Selain ketidakcocokan dengan kondisi ekonomi global saat ini, ada juga argumen bahwa sumber daya dan upaya pemerintah sebaiknya difokuskan pada kebutuhan prioritas yang lebih mendesak.

Indonesia masih menghadapi berbagai tantangan domestik yang membutuhkan perhatian segera, seperti peningkatan kualitas pendidikan, akses terhadap layanan kesehatan, dan penciptaan lapangan kerja yang lebih banyak.

Mengalihkan fokus dan sumber daya untuk membentuk family office bisa dianggap sebagai langkah yang kurang tepat di tengah kebutuhan mendesak lainnya yang lebih berdampak langsung pada kesejahteraan masyarakat luas.

Risiko Ketergantungan pada Elit Kaya

Mengandalkan family office untuk mendatangkan investasi dari elit kaya juga membawa risiko ketergantungan yang tinggi pada segelintir investor.

Jika kondisi ekonomi global tidak membaik atau terjadi perubahan dalam kebijakan investasi mereka, Indonesia bisa menghadapi ketidakstabilan ekonomi yang serius.

Sebaliknya, investasi yang lebih terdiversifikasi dan berbasis pada penguatan ekonomi lokal serta pemberdayaan masyarakat cenderung lebih berkelanjutan dan stabil.

Rekomendasi

Ide pembentukan family office oleh Menteri Luhut B. Panjaitan mencerminkan kurangnya interaksi dan pemahaman tentang kebutuhan rakyat biasa.

Kebijakan ini menunjukkan ketidakseimbangan dalam fokus yang lebih menguntungkan elit kaya. Untuk menciptakan kebijakan yang inklusif dan adil, penting bagi pemerintah untuk lebih mendengarkan dan memahami kebutuhan seluruh lapisan masyarakat, bukan hanya segelintir orang berduit. Dengan demikian, kebijakan yang diterapkan dapat memberikan manfaat yang lebih luas dan berkelanjutan bagi seluruh rakyat Indonesia.

Dengan mempertimbangkan pelemahan ekonomi global, konflik geopolitik, dan pengalaman kebijakan yang kurang berhasil, momentum pembentukan family office di Indonesia saat ini dianggap tidak tepat.

Pemerintah perlu lebih bijak dalam menetapkan prioritas kebijakan yang benar-benar memberikan manfaat luas bagi seluruh rakyat Indonesia, bukan hanya untuk segelintir elit kaya.

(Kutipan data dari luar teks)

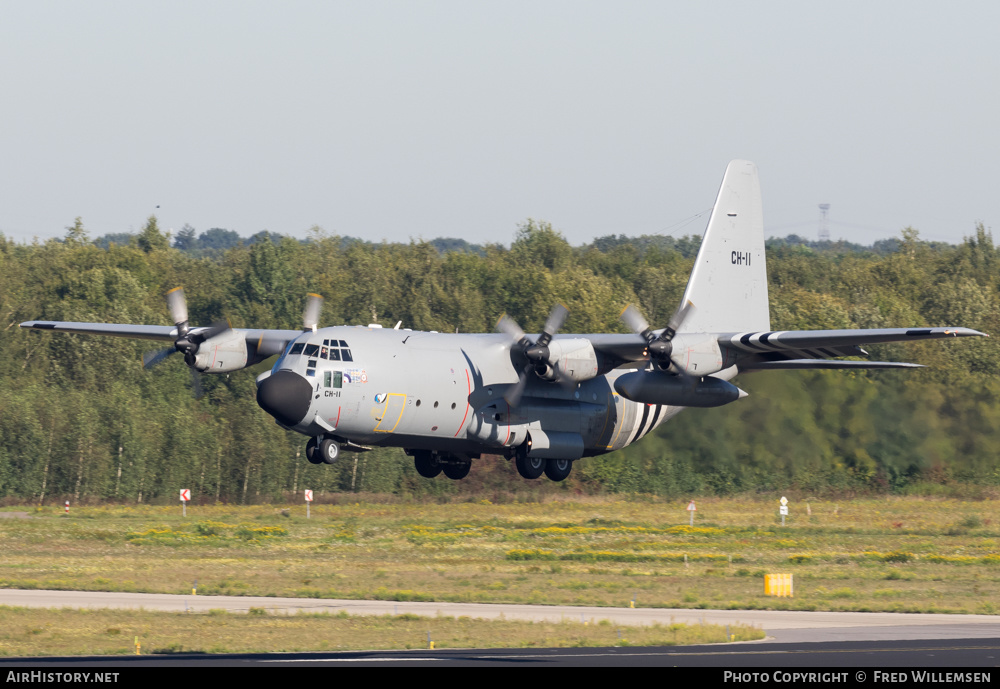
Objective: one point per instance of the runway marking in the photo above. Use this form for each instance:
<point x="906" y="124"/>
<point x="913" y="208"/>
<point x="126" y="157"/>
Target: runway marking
<point x="378" y="659"/>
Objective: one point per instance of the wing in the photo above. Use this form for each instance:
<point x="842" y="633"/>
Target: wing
<point x="797" y="349"/>
<point x="264" y="342"/>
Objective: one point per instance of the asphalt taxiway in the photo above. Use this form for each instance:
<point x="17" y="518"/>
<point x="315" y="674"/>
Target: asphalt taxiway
<point x="781" y="626"/>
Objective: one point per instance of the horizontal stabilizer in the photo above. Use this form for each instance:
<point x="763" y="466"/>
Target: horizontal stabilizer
<point x="796" y="364"/>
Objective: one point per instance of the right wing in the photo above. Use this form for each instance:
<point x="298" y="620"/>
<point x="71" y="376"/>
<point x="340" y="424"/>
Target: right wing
<point x="264" y="343"/>
<point x="814" y="348"/>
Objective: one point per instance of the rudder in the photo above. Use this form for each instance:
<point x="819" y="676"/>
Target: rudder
<point x="728" y="285"/>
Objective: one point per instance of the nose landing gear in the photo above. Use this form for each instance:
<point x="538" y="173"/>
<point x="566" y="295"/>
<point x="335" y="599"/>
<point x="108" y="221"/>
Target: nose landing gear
<point x="322" y="450"/>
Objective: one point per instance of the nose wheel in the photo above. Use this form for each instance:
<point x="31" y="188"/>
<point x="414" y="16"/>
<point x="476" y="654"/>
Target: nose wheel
<point x="322" y="450"/>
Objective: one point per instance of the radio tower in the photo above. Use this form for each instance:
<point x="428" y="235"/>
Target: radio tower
<point x="824" y="227"/>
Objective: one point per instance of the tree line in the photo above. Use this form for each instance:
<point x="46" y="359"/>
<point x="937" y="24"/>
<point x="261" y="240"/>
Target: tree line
<point x="81" y="419"/>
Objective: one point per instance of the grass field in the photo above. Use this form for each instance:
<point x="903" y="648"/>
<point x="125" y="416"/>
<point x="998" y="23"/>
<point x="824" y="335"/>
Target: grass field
<point x="35" y="632"/>
<point x="889" y="554"/>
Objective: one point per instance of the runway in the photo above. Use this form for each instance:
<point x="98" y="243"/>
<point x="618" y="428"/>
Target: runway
<point x="781" y="626"/>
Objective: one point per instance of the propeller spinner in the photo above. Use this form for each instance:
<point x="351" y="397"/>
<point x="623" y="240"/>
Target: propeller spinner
<point x="660" y="347"/>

Kebijakan yang inklusif dan adil akan lebih efektif dalam mendorong pertumbuhan ekonomi yang berkelanjutan dan memperkecil ketimpangan sosial. Mari kita bersama-sama berjuang untuk kebijakan yang lebih adil dan inklusif demi kesejahteraan seluruh rakyat Indonesia, bukan kesejahteraan segelintir elit saja!

End

Oleh: Achmad Nur Hidayat
(Ahli Kebijakan Publik dan Ekonom UPN Veteran Jakarta, dan CEO Narasi Institute)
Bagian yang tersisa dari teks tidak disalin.